DICE's architecture can be drawn as a hierarchy following the observer pattern. There is a centralized emitter (the engine itself), components subscribed to the engine that define how to deal with events, signatures that organize how to propagate events, and modules that deal with events.
DICE splits measurement phases into components. By default, DICE includes three basic components for common tasks: Scanning, Identification and Classification. They work simultaneously and are supervised by the engine itself. Each component defines its own behavior on how to consume and propagate events.
DICE register signatures in a shared database located in DICE's data folder. This database includes references to the actual signatures and serve as a quick map to validated and known signatures. Registering a signature requires the referenced modules to be accessible, as DICE will read some values to determine relationships and dependancies. Those modules must be available at runtime, and are evaluated against the hash value when they were first registered. If the referenced modules have changed, DICE will throw an error. This means that making changes to modules or signatures will require users to update the database, or telling DICE to start from an empty database. Learn more about signatures here
// Update signatures database
dice update -S
// Use without database
dice scan -S iot --no-cacheModules are processing units that communicate over RPC with the main engine -- they are plugins. Modules receive objects from their parent components or from propagating modules. Depending on their parent component, modules have different access policies to retrieve or create new objects, such as labels, fingerprints, or new scans. Whenever a new object is created or updated, an event fires. Lastly, some modules can hook hosts. Hooks allows DICE to notify modules directly when a host updates with new fingerprints or labels.

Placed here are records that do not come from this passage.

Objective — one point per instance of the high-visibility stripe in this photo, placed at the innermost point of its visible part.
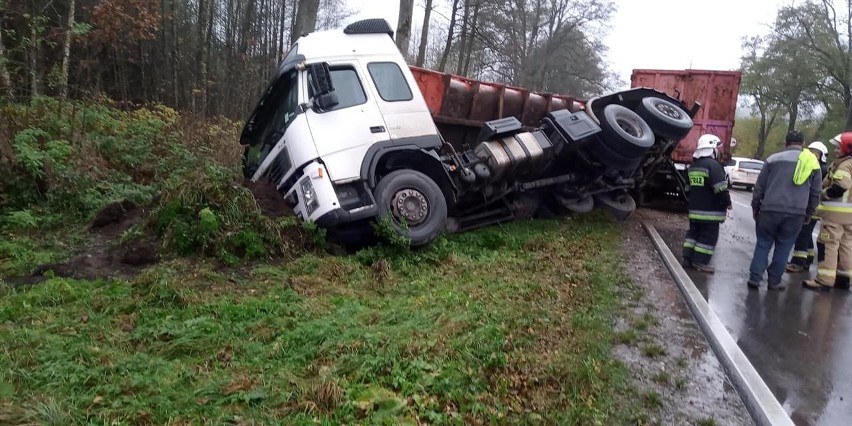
(800, 254)
(827, 272)
(841, 174)
(703, 250)
(806, 164)
(707, 218)
(835, 207)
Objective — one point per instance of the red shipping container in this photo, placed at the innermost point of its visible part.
(717, 93)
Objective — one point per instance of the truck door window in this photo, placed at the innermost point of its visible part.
(347, 86)
(389, 81)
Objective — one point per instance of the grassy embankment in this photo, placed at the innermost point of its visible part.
(507, 324)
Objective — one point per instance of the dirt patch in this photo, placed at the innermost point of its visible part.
(672, 366)
(104, 254)
(269, 200)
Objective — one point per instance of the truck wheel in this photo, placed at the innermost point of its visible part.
(625, 132)
(411, 197)
(619, 203)
(665, 118)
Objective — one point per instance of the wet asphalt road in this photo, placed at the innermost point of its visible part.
(799, 341)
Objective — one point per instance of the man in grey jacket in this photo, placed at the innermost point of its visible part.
(785, 196)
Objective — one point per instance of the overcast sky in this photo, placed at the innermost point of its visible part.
(662, 34)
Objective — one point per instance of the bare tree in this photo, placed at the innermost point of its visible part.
(443, 64)
(403, 26)
(5, 79)
(66, 51)
(306, 18)
(424, 35)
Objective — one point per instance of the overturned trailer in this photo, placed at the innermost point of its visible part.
(348, 132)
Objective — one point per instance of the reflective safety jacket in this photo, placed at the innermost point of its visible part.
(708, 191)
(836, 207)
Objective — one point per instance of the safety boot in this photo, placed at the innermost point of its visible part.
(794, 268)
(816, 286)
(703, 268)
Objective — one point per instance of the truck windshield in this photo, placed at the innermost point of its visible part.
(280, 109)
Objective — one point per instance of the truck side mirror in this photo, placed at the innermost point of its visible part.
(326, 101)
(322, 85)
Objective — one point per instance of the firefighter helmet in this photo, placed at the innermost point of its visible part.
(708, 141)
(819, 146)
(845, 143)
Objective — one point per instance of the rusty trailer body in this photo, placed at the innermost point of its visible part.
(460, 106)
(717, 93)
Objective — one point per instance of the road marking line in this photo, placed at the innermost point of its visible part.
(758, 398)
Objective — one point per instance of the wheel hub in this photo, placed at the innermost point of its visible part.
(668, 110)
(411, 205)
(631, 128)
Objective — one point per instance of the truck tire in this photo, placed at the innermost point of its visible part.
(665, 118)
(625, 132)
(414, 198)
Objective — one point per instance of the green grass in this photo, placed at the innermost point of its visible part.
(508, 324)
(653, 350)
(652, 400)
(662, 377)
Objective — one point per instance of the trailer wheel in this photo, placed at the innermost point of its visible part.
(411, 197)
(626, 132)
(665, 118)
(619, 203)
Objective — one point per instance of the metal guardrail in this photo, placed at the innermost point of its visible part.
(764, 408)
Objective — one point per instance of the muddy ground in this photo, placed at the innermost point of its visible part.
(110, 252)
(671, 363)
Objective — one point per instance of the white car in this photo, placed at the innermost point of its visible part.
(743, 172)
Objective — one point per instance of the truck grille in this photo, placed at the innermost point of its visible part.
(278, 168)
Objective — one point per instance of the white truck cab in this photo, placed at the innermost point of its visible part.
(345, 134)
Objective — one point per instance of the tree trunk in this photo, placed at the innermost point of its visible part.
(5, 79)
(66, 52)
(848, 111)
(34, 83)
(403, 26)
(424, 35)
(306, 19)
(174, 56)
(793, 112)
(464, 36)
(447, 47)
(472, 28)
(761, 136)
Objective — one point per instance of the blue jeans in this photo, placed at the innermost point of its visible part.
(780, 230)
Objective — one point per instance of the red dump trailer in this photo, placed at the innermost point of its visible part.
(717, 93)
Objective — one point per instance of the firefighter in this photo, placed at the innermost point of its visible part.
(803, 251)
(835, 211)
(708, 201)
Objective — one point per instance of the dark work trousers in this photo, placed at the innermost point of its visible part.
(700, 242)
(778, 230)
(803, 250)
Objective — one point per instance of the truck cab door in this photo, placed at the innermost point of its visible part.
(343, 133)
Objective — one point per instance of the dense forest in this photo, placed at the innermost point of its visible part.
(211, 57)
(797, 75)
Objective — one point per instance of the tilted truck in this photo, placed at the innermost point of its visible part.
(717, 92)
(348, 132)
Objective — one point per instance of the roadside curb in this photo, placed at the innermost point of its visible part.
(758, 399)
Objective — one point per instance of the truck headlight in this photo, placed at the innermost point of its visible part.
(310, 196)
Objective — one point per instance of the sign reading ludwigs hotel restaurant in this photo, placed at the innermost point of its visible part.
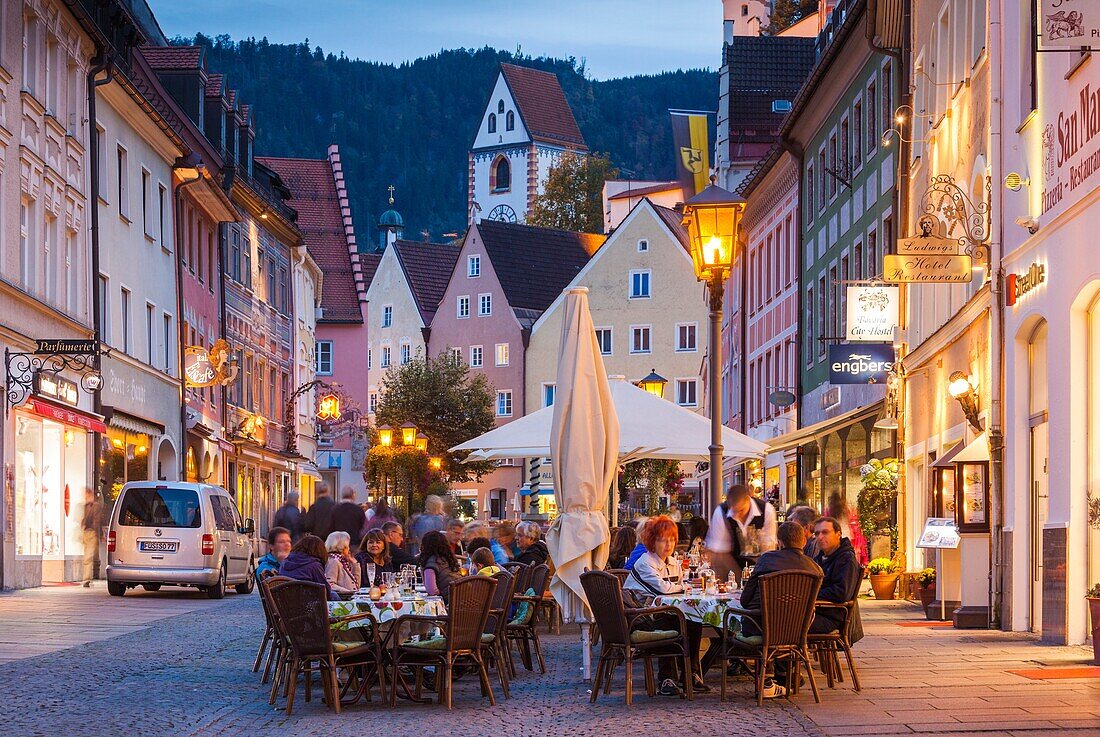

To organize measurements and studies, we can create DICE projects. Using projects we can maintain the state for scans, share a common configuration for each project, etc. We view projects as the root for studies under a common set of conditions, e.g., a study that runs for the next 6 months where we will conduct recurrent scans every 2 weeks with the same parameters.
DICE outputs results to standalone SQLite databases called cosmos. Each cosmos database is related to a DICE run.